Two houses down, Cruz cut through the backyard, dropping the police jacket and cap. Then he headed toward a bar that he knew had a phone.

In the three years Raoul had been using 2313 Lee Terrace they had never had any problems. The people at the house were all family or trusted employees and they were all extremely well paid. They might cop some cocaine, but they would never go to the police. But someone had, and whoever it was knew a lot about Raoul's operation if he knew about Lee Terrace.

Chapter TWENTY

Matthew Reynolds chose five o'clock on the Friday before the trial to review the questions he would ask during jury selection.

Tracy knew better than to complain. With the trial so close, all hours were working hours.
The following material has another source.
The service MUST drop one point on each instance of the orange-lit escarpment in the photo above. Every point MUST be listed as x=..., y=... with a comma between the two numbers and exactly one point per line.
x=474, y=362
Reynolds was explaining his system for questioning jurors about their views on the death penalty when his secretary buzzed to tell him that Dennis Haggard was in the reception area. 'Do you want me to leave?'

Tracy asked.

'No. I definitely want you to stay. This could be very interesting.'

Dennis Haggard was balding, overweight and unintimidating.

He was also Jack Stamm's chief criminal deputy and an excellent trial attorney. Reynolds walked over to Haggard as soon as the secretary showed him in.

'Don't you ever quit?' Haggard asked as he looked at the files, charts and police reports strewn around Matthew's office.

Matthew smiled and pointed to his associate. 'Do you know Tracy Cavanaugh?'

'I don't think we've met.'

'She just started with me. Before that, she clerked for Justice Sherzer.'

As Haggard and Tracy shook hands, Haggard said, 'The Department of Labor takes complaints. If he works you more than seventy-six hours straight, there's a grievance procedure.'

Tracy laughed. 'I'm afraid we're way past seventy-six hours, Mr.

Haggard.'

Reynolds seated himself behind his desk. Tracy took a stack of files off the other client chair so Haggard could sit on it.

'What brings you here, Dennis?' Reynolds asked.

'I've come because Chuck Geddes wouldn't.'

'Oh?'

'He's still mad about the bail decision and this put him through the roof.'

'And 'this' is?'

'A plea offer, Matt. Geddes wouldn't consider it, but the AG insisted.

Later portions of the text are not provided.